Hi guys, in this problem: CSES: Maximum Building II, the constraint for $$$n$$$, $$$m$$$ was $$$1000$$$, which sounds fishy. Therefore, I tried the trivial $$$O(n^3)$$$ brute, and surprisingly it AC with the slowest testcase being 0.9s (I guess it's because the operations was so simple and predictable that the compiler and CPU just do some hocus pocus and speed it up like 10 times).

So... why did the author decide to set the constraint that low? You can solve that problem in $$$O(n^2)$$$, with good constant, so it's not like you have to be extremely generous when it comes to time limit to let these solutions pass, so what is the motive behind it? Was the $$$O(n^3)$$$ brute the intended algorithm? (which doesn't really make sense, since it's supposed to be a hard problem????)

What's the solution in $$$O(n ^ 2)$$$?

For every rectangular box, there will be a square on the bottom row which has the lowest upper-extensibility, let's call the leftmost such square the bottleneck of the rectangular box. The extensibility of each square can be computed with a simple DP.

Consider the one to many mapping from bottlenecks to all the rectangular boxes. To compute this, we need the positions of the closest element to the left (that has $$$\le$$$ the extensibility of the current square) and the closest element to the right (the same but with $$$<$$$).

All that is left is to compute the contribution of each square, and people might have many ways to do it, but here's a very clean way using generating functions (which also essentially shows that prefix sums are a special case of division by a polynomial, in this specific case, $$$1-x$$$):

For a given index with upper-extensibility $$$h$$$ and the left position $$$l$$$ blocks away and the right position $$$r$$$ blocks away, the contribution to the 2D generating function of the answer is $$$xy(1 + x + \dots + x^{l-1})(1 + x + \dots + x^{r-1})(1 + y + \dots + y^{h-1})$$$ which is just $$$\frac{xy}{(1-x)^2(1-y)}(1-x^r)(1-x^l)(1-y^h)$$$.
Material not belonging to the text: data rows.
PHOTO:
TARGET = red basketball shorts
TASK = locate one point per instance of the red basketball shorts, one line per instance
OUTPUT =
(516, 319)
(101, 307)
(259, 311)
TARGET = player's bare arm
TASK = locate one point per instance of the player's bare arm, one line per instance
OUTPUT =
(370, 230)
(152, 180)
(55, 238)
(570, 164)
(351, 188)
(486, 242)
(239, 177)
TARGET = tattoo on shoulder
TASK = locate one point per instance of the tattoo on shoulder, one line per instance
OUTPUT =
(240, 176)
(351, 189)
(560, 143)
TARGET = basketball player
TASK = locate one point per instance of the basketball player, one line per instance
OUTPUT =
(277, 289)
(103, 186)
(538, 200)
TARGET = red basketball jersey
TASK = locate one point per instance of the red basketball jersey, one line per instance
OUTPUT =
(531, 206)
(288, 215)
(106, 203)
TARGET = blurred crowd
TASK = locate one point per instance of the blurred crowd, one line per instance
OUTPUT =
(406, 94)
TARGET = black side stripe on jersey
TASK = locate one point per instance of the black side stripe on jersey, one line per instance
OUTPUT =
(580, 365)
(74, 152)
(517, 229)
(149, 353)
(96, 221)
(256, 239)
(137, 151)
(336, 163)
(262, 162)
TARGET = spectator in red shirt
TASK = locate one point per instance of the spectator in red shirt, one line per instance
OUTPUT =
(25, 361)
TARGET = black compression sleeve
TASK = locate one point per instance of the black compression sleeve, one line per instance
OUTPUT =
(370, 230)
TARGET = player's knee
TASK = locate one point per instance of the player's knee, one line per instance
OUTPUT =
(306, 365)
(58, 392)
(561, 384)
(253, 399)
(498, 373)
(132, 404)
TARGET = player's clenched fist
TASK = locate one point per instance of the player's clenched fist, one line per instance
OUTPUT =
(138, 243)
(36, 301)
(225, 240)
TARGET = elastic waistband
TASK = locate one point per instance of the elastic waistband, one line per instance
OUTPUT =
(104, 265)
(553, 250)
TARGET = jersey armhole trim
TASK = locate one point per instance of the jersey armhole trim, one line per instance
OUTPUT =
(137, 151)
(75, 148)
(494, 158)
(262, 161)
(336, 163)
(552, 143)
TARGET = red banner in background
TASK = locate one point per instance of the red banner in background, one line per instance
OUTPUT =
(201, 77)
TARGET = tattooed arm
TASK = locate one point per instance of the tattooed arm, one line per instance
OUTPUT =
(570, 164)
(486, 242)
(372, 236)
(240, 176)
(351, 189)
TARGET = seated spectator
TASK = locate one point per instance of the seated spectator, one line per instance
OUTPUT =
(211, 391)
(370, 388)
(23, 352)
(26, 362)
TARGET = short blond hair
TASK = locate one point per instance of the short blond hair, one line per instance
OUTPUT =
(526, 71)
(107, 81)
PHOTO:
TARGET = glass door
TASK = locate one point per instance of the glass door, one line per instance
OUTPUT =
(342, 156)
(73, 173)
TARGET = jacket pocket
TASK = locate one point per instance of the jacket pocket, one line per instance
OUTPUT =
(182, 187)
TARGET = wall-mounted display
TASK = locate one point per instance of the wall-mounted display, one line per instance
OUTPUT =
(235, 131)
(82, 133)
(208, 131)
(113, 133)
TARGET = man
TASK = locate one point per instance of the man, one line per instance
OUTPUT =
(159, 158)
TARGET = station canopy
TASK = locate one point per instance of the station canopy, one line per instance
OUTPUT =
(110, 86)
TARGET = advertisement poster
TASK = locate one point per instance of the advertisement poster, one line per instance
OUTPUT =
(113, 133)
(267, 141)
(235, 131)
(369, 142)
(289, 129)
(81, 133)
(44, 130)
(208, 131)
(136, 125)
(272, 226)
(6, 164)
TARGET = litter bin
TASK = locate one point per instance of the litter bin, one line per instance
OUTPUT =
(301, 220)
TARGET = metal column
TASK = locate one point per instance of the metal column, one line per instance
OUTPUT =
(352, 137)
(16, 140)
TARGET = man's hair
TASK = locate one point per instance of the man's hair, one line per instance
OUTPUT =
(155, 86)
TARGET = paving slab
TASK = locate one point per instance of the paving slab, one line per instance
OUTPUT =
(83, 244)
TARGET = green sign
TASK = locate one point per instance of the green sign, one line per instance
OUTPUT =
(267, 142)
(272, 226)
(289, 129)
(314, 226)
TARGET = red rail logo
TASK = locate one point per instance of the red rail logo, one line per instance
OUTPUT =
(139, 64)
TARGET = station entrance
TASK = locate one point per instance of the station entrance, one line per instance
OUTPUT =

So we just keep adding contributions in constant time per cell, and divide by $$$(1-x)^2(1-y)$$$ in the end, which is 2 prefix sums along one dimension and one along the other.

I find it surprising too, given how the CSES TLs are sometimes too strict for intended solutions implemented in Python. Maybe they decided to be more lenient towards other languages a bit, I guess?

Edit: the $$$O(n^3)$$$ brute force doesn't seem very obvious to me, can someone point out if it is more obvious than the solution in my comment before this except that we compute the number of rectangular boxes by doing range min naively?

You can bruteforce left and right columns of the box, and then it reduces to a 1D problem (with rows with nonzero number of '*'s being replaced by '*' in the 1D problem) which can be solved in $$$O(n)$$$.

It's the intended solution, but you don't do the stack and the prefix sum part. Why and how did this got AC? I don't know, the compiler optimization is insane I guess.